Persons from Turkey who came to Austria between the 1960s and the late 1980s are roundly classified as “guest workers”. Moreover, they are visually represented either for illustrative purposes or as a stereotype. This presentation aims to provide a long-term perspective on migration and to apply a new and innovative methodology in the framework of a more differentiated migration research.
This presentation questions and challenges the rigorous distinctions made between concepts of migration by comparing two case studies that are regarded as “guest workers”. The paper suggests that the biographers at the period of time, namely labour migrants from Turkey living in Austria, experienced different forms of movement; a blend of economic, political refugee and labour migration. Thus, this presentation aims to take attention to “the receiving-country-bias” that leads us to “ignore the causes and consequences of migration in origin countries” (Castles et al. 2014, 26). Furthermore, Faime Alpagu's objective is to contribute to a differentiated visual representation of migration by drawing attention to the complexities of its depiction.

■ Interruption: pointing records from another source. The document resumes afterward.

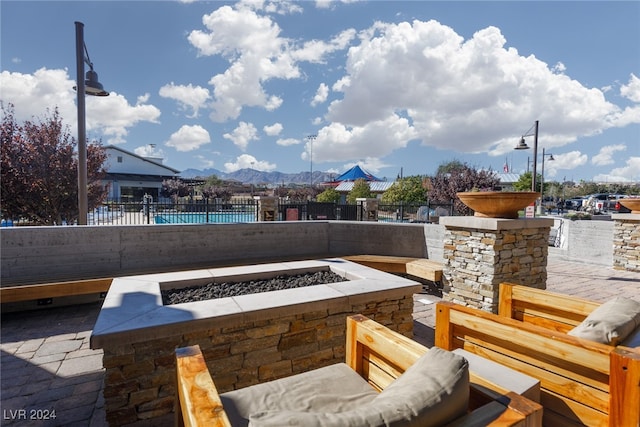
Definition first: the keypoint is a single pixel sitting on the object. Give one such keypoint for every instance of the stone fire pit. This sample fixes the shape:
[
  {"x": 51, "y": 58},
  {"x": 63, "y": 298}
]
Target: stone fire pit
[{"x": 245, "y": 339}]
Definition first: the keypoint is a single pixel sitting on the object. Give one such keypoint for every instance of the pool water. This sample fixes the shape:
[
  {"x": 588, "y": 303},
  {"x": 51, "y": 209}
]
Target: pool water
[{"x": 204, "y": 218}]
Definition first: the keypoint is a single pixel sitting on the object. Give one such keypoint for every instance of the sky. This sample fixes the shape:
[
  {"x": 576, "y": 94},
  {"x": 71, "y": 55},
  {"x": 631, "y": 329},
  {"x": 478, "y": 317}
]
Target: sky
[{"x": 293, "y": 86}]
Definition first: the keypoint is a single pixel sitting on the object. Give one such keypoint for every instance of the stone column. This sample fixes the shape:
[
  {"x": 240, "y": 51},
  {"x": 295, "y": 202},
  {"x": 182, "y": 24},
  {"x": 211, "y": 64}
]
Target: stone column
[
  {"x": 369, "y": 210},
  {"x": 481, "y": 253},
  {"x": 267, "y": 207},
  {"x": 626, "y": 242}
]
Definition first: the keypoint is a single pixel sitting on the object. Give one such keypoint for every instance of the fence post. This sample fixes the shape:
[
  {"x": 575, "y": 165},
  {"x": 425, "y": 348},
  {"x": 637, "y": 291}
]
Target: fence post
[{"x": 147, "y": 208}]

The presentation is part of a Ph.D. project, which deals with “guest worker” photographs and letters that were sent back to family members in Turkey from the 1960s to the late 1980s. These photos and letters are to be complemented with official documents and recently conducted biographic-narrative interviews. The aim is to reveal the complex interactions between different modes of expression (visual/verbal/written), time relations (now/then) and spatial relations (here/there).
Faime Alpagu studied Sociology in Istanbul and Vienna. Until 2017, she worked on various academic projects and as a freelance interpreter (Kurdish and Turkish) for organizations such as Vienna Women’s Refuges, Hemayat – Center for Survivors of Torture and War, and the Diakonie Refugee Service. She holds for her Ph.D. project a doctorate scholarship of the Austrian Academy of Sciences. Her project is awarded with the Dissertation Award for Research on Migration 2016 by the Austrian Academy of Sciences. In 2019 she was a Junior Visiting Fellow at The Institute for Human Sciences (IWM) in Vienna. Her current research areas are migration/refugees studies, biographical research, visual sociology, memory and interpretive social research and she is an ÖAW/IFK_Junior Fellow.